Donald Macleod focuses on Ethel Smyth's association with the suffragettes and presents music from The Boatswain's Mate and The Wreckers.
Ethel Smyth and her association with the suffragettes, featuring music from The Boatswain's Mate and The Wreckers.
Accounts of Dame Ethel Smyth cast her as a doughty figure, unafraid to flout convention. Born into an upper class Victorian family, the fact that Smyth wanted a professional career in music is exceptional in itself. Two major choral works, several orchestral works, six operas and a significant body of chamber music, attest to her seriousness of purpose as a composer. However, the sheer gusto and number of other activities the ebullient Smyth pursued have tended to obscure her artistic reception. A keen traveller, she was a successful author, producing nine largely autobiographical books. A life-long champion of women's rights, among the causes she supported was Mrs. Pankhurst's "right to vote" campaign. Her competitive nature found a perfect partner in sport; she was often to be found riding to hounds, playing tennis matches or striding over the golf course. As one rather bemused contemporary musician remarked when he met her, she is "the most remarkable and original woman composer in the history of music".

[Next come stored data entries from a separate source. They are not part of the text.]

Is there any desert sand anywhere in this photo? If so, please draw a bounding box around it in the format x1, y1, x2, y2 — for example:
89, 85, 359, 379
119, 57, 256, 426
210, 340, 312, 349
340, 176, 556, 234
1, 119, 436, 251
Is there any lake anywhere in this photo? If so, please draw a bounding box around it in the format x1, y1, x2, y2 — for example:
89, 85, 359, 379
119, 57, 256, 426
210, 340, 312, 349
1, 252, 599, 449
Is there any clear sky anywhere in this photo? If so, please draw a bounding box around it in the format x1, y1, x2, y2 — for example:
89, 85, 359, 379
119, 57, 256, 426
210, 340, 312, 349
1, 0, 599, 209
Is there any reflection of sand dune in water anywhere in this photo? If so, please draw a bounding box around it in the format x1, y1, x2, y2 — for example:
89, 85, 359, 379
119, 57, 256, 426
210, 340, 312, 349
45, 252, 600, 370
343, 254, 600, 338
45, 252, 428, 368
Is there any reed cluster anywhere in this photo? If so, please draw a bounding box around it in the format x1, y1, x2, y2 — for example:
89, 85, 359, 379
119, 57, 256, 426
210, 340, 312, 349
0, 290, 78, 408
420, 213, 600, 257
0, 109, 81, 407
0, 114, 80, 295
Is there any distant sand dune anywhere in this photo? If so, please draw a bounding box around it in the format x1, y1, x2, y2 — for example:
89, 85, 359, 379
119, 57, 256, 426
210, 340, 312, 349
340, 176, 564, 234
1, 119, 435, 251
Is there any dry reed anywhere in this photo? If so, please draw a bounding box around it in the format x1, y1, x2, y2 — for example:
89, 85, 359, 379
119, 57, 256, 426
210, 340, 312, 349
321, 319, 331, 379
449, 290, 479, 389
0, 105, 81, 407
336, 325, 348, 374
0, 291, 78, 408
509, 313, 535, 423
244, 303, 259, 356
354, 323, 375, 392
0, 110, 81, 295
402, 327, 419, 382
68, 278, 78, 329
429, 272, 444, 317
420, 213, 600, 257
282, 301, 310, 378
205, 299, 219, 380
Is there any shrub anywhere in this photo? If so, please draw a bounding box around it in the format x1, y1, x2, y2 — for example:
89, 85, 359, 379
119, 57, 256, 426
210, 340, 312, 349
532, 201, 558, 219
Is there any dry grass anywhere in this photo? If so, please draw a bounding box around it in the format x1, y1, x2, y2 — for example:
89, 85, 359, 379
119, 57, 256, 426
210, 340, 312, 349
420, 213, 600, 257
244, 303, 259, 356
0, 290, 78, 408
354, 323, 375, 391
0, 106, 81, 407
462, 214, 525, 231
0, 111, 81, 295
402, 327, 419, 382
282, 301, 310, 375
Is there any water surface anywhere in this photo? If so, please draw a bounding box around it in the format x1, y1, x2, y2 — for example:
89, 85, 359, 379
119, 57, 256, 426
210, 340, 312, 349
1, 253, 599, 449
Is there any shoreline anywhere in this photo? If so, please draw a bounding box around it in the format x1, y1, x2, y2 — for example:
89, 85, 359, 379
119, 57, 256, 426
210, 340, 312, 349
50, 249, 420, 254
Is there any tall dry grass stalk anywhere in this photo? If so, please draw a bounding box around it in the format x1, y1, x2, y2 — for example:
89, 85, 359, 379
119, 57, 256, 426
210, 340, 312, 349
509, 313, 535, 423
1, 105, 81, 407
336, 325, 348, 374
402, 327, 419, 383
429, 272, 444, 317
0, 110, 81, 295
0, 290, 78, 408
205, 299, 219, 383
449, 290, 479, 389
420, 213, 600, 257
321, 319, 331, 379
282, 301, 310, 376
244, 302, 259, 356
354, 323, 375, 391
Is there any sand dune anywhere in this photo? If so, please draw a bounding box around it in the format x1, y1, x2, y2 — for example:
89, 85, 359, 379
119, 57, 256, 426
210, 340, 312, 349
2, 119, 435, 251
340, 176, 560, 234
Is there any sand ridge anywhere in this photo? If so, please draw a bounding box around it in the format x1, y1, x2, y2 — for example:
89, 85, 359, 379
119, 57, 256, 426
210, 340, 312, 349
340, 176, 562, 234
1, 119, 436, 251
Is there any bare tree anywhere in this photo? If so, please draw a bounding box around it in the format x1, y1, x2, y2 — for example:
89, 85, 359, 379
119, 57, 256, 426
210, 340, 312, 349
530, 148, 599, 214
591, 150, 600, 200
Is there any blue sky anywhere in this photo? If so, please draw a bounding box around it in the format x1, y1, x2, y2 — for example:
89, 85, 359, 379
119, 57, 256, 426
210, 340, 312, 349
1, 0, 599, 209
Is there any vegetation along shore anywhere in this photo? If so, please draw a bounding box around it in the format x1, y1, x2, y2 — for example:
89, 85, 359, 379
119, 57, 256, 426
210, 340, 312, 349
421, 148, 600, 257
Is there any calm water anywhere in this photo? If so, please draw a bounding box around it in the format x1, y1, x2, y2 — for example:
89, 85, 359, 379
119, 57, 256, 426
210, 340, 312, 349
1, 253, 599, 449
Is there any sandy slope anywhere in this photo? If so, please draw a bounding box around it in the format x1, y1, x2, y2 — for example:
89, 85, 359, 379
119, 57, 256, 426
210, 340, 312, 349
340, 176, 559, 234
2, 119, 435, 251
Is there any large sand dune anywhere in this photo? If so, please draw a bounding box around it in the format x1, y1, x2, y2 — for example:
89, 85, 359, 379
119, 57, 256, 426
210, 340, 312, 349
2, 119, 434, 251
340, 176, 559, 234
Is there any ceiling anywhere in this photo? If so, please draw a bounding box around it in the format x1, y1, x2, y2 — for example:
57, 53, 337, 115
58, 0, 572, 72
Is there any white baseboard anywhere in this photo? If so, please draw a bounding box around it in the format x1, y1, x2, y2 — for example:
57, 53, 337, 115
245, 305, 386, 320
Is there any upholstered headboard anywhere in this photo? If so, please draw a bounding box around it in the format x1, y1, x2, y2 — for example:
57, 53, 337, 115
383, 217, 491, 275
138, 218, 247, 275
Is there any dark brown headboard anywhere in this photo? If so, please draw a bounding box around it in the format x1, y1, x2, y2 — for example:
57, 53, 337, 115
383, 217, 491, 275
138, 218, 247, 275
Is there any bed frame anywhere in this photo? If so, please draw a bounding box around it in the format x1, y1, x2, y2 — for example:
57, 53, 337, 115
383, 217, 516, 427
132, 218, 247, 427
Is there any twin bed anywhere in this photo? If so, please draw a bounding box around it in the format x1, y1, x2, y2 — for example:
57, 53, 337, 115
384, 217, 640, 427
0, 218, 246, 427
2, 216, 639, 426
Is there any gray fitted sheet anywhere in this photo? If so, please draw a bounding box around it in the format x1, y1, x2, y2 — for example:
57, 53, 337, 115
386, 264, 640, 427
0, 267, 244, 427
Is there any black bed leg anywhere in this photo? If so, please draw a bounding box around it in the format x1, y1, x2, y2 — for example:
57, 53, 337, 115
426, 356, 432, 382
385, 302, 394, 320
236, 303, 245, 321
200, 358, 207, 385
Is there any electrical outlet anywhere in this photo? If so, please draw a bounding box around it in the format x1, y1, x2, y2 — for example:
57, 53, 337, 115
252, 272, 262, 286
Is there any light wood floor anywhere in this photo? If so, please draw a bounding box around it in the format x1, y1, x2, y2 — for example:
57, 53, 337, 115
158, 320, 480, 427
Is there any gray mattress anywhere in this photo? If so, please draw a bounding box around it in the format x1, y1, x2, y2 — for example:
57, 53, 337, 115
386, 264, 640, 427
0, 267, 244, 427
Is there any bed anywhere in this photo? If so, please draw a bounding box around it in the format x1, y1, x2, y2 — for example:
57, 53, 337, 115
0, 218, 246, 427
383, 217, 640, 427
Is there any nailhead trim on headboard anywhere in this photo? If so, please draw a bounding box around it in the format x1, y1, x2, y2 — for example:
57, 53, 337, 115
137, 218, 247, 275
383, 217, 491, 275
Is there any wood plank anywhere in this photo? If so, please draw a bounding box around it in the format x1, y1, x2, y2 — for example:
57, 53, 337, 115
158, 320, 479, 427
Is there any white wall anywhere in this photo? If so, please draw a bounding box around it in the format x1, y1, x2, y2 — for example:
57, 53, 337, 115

Donald Macleod charts Ethel Smyth's involvement in women's suffrage. Inspired by meeting Emmeline Pankhurst, head of the Women's Social and Political Union, Smyth decided to take two years off her musical career to help support the fight for women's rights. Her activism famously led to her imprisonment for throwing stones through a suffrage opponent's window. In 1912, having resumed her music career, she began work on what's probably her most feminist influenced work, the comic opera, the Boatswain's Mate.